Describing a building or a building method in a catalogue has a long-rooted tradition in architecture. Architectural treatises from as far back as the Roman Empire established guidelines and proven methods for the organization of military camps and stipulated their construction methods. The catalogue of house plans available at any modern day convenience store developed from this tradition of sharing knowledge about the built environment.
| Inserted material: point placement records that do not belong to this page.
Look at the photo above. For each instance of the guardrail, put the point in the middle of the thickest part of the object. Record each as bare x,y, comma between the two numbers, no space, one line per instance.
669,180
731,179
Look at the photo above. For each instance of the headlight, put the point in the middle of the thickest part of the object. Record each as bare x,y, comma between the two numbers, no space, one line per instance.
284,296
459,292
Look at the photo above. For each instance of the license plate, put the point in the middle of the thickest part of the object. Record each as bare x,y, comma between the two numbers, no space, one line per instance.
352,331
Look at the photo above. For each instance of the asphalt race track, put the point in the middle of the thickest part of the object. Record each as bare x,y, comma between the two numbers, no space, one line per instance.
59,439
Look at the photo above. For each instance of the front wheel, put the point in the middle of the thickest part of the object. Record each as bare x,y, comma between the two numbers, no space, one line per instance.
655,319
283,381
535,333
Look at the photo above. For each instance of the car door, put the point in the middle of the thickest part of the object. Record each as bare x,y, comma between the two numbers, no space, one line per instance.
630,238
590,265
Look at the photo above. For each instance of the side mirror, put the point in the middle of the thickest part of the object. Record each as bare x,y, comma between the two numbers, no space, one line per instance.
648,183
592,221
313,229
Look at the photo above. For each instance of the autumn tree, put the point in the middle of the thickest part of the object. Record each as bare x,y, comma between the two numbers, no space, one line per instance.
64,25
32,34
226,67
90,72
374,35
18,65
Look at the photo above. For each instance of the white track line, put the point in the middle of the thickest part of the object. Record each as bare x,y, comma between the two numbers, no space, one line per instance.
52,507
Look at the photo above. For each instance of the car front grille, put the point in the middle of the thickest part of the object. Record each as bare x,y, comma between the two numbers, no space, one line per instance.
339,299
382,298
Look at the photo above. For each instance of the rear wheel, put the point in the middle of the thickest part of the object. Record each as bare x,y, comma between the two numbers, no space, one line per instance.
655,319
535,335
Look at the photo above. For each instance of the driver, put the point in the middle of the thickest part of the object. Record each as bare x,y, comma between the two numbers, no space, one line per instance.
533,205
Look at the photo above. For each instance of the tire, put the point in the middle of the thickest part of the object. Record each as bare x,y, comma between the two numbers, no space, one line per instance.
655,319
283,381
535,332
Today these catalogues are perceived, in the architectural circles at least, as less significant design, repetitive and impersonal.

The catalogue derived from pattern books that were used as tools for informing craft and craftsmanship.  Used by master carpenters in the 17th century, pattern books illustrated different types of buildings and their detailing. The pattern books provided models and attested to their relevance.  The American builder’s companion (1806) is an example of published and shared building methods in early America.

The industrialization synonymous with American building reinforced by the spread of the balloon frame can be associated with the use of agricultural periodicals illustrating barn building and fostering a certain building culture.   The infamous Sears Roebuck catalogue of houses is an early 20th century version of the pattern book that promoted the single-family dwelling as an accessible dream. Each house illustrated in the catalogue was accompanied by a textual description, estimation and customizable options. The catalogue completed the evolution of the pattern book as a commercial and industrial tool.


Although the most famous, the Sears catalogue was not the first of its kind nor the most industrialized, as each model’s components were simply pre-cut. The D.N. Skillings and D.B. Flints catalogue of sectional portable buildings, proposed a primitive industrial building system. The catalogue of varied building plans proposed a system of panels, standardized on a set module that could be packed, shipped an assembled with ease. «The construction of these buildings is so simple that two or three men without mechanical knowledge or experience in building can set up one of them in less than three hours and with equal ease the same men can take it down , remove it to another locality, and rebuild it without additional material.» This excerpt from the catalogue demonstrates the value already being placed on prefabrication at the time as a flexible and adaptable approach for providing accessible building types. The catalogue also exemplifies the beginnings of standardization for building and its potential links to carpentry and millwork detailing.